Na opinião de Bordenowski, mais crítico que não ter delegado é não ter nenhum policial civil. Nessas cidades, o criminoso fica impune, porque só o policial civil tem autoridade para autuá-lo em flagrante.
Todo o efetivo da Polícia Civil no Estado, segundo ele, soma menos de quatro mil profissionais. Um terço desse total corresponde ao pessoal técnico como médico legista, perito criminal e datilocopista. Ele acredita que seria necessário pelo menos sete mil policiais para funcionar melhor e 12 mil para se chegar à condição ideal.
A Polícia Civil tem atualmente o mesmo quadro de quase 20 anos atrás, criticou o presidente da Associação de Delegados de Polícia do Paraná (Adepol), Joaõ Ricardo Noronha. O último concurso foi realizado em 1984. Segundo ele, o Paraná tem hoje 364 delegados de carreira na ativa (163 em Curitiba), quando deveria ter no mínimo mil profissionais.
Em muitos municípios, o delegado é substituído pelo assistente de segurança, que é nomeado pelas prefeituras.
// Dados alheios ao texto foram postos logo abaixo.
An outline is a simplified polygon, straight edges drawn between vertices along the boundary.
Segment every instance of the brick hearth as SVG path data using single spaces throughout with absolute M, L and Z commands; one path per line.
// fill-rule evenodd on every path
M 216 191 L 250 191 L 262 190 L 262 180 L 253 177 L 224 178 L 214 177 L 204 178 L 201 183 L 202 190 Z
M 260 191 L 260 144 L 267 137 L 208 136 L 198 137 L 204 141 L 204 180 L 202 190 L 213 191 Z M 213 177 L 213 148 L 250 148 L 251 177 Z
A associação está discutindo a figura do calça-curta, que para Noronha é inconstitucional, e pretende ingressar com medida judicial para obrigar o governo a extinguir o delegado leigo, nomear delegados para o interior e a ampliar o quadro de delegados.
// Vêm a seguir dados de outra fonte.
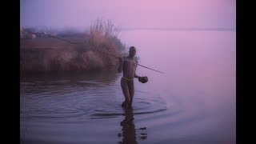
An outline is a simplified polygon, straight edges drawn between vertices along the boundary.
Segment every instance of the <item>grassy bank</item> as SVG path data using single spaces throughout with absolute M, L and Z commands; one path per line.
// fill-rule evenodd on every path
M 84 34 L 56 35 L 82 47 L 50 37 L 21 38 L 20 71 L 22 74 L 114 71 L 118 60 L 99 51 L 116 56 L 124 53 L 125 46 L 118 38 L 118 33 L 119 29 L 110 21 L 97 20 Z

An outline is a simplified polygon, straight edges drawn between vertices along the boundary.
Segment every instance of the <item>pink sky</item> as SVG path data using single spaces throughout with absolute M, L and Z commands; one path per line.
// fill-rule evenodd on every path
M 21 0 L 21 26 L 235 28 L 235 0 Z

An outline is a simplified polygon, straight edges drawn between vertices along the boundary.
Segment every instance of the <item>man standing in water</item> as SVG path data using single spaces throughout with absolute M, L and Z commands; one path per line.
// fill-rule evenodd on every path
M 126 100 L 122 102 L 122 107 L 131 106 L 134 95 L 134 78 L 138 79 L 139 82 L 145 83 L 147 82 L 147 77 L 139 77 L 135 74 L 138 62 L 134 59 L 136 54 L 136 49 L 131 46 L 129 50 L 129 56 L 120 57 L 120 65 L 118 66 L 118 73 L 123 71 L 121 79 L 121 86 Z

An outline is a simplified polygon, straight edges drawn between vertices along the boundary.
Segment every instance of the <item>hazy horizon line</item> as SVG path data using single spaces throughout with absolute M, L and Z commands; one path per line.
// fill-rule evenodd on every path
M 159 27 L 135 27 L 135 28 L 122 28 L 121 30 L 219 30 L 219 31 L 235 31 L 236 28 L 198 28 L 198 27 L 184 27 L 184 28 L 159 28 Z
M 26 27 L 26 28 L 32 28 L 32 27 L 45 27 L 45 28 L 50 28 L 50 29 L 74 29 L 77 30 L 86 30 L 86 27 L 90 29 L 90 26 L 85 26 L 82 28 L 82 26 L 24 26 L 22 27 Z M 120 30 L 212 30 L 212 31 L 235 31 L 236 27 L 234 28 L 225 28 L 225 27 L 205 27 L 205 28 L 200 28 L 200 27 L 124 27 L 120 28 Z

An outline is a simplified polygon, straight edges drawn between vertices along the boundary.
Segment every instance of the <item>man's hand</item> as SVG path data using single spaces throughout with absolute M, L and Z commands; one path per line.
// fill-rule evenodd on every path
M 146 83 L 148 82 L 147 77 L 138 77 L 138 82 L 142 83 Z
M 123 59 L 123 58 L 122 58 L 122 57 L 118 57 L 118 59 L 119 59 L 119 62 L 124 62 L 124 59 Z

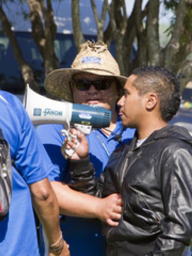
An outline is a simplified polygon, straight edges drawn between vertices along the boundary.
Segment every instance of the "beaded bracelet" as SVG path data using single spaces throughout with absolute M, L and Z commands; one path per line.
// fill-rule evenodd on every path
M 60 247 L 59 247 L 58 248 L 54 248 L 54 247 L 56 246 L 57 246 L 57 244 L 59 244 L 59 243 L 63 239 L 63 235 L 62 234 L 62 232 L 61 232 L 61 231 L 60 234 L 61 234 L 61 236 L 59 238 L 59 240 L 56 242 L 54 243 L 54 244 L 53 244 L 51 245 L 50 245 L 49 246 L 50 250 L 53 252 L 58 252 L 60 250 L 61 250 L 63 248 L 63 247 L 64 242 L 63 242 L 63 242 L 62 243 L 62 245 L 61 246 L 60 246 Z

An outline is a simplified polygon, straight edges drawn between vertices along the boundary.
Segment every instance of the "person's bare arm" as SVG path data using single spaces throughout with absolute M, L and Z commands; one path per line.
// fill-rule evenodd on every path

Noronha disse que em alguns municípios do interior do Estado, como Palmas, Quedas do Iguaçu e Clevelândia o Estado foi condenado, em ações civis, a colocar delegado, escrivão e policiais nas delegacias, sob pena de arcar com multa diária de R$ 5 mil em caso de não cumprimento. Isso, indiscutivelmente, compromete a qualidade do atendimento da segurança pública.
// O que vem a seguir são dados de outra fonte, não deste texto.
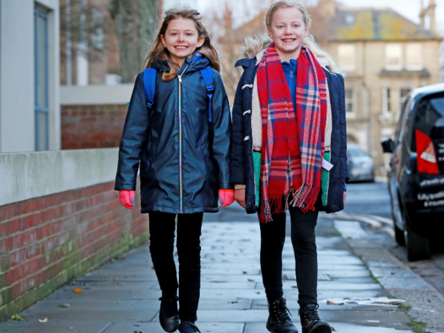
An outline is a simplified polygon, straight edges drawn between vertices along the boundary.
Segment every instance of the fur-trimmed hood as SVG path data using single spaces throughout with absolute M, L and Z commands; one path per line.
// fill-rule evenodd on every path
M 255 37 L 247 36 L 244 45 L 241 46 L 239 53 L 245 58 L 253 59 L 256 57 L 257 64 L 262 59 L 264 51 L 272 42 L 273 40 L 266 33 L 259 33 Z M 316 56 L 316 59 L 323 67 L 330 66 L 328 59 L 319 56 Z

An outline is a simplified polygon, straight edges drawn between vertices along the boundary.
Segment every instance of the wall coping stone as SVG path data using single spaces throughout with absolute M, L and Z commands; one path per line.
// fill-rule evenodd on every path
M 61 85 L 62 105 L 126 104 L 131 99 L 133 84 L 85 86 Z
M 0 154 L 0 206 L 113 181 L 119 148 Z

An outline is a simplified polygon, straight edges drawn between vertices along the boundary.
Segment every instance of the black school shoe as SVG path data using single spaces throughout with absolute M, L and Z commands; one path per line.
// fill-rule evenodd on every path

Nas cidades onde não há delegado de carreira, não se tem uma segurança mais efetiva na questão da aplicação penal. Ele afirmou que o governo está abrindo concurso para contratação de 41 delegados. Segundo ele, a prioridade para o destacamento de delegados é dada para os municípios sedes de Comarca.Das 123 comarcas do Paraná, apenas 20 não têm delegado de carreira.